Hopper then began opening bids, which ranged from a high of $1,743,694.13 for the one-inch coefficient option to the low bid of $1,040,081.85. For the one-half inch option, the bids ranged from a high bid of $1,315,635.55 to a low bid of $695,869.55.
"The apparent low bidder for both options would be Holland Contracting of Forest City," Hopper reported after all the bids were opened and tallied. "The question now is which option does the district pursue."
With the bids opened, the supervisors held an informal hearing of the landowners to ask their opinion.
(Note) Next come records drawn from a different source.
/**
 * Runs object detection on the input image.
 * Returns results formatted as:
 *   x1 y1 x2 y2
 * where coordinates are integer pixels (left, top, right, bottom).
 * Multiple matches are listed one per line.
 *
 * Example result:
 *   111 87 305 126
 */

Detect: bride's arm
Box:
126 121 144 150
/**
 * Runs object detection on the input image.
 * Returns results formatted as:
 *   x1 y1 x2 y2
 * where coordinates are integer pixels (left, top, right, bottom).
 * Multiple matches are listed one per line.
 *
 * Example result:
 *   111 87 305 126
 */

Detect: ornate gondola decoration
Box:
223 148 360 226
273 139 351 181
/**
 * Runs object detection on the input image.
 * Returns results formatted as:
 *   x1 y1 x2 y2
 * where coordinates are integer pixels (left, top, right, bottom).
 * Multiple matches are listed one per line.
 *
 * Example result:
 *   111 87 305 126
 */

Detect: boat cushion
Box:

The primary question raised by the landowners was for the cost per acre of each of the options.
"Our preliminary classification research showed that the one-inch coefficient would have an average cost of $674 per acre, and the half-inch coefficient would have an average cost of $485 per acre," Hopper told the 15 landowners who were present. "To me, for the benefit in the future, the one-inch coefficient is the way to go."
Noting that the supervisors had approved the project back in February of this year, Board Chair Keith Wirtz asked the landowners their thoughts. There were few comments, and a show of hands indicated the one-inch coefficient option was favored.
"Well, you had 16 bidders and they were bidding tough," Wirtz noted. "I have no objection to seeing this project proceed with the one-inch option."
Supervisor Ed Noonan moved to proceed with the one-inch coefficient project option, and the motion was seconded by Supervisor Jerry Hofstad. On a roll-call vote, all five supervisors voted to approve the motion.
"I realize that these figures look hard now, but with the added benefit to your lands in terms of production and land value, this will look really great in five years from now," Hopper said as the informal hearing came to a close.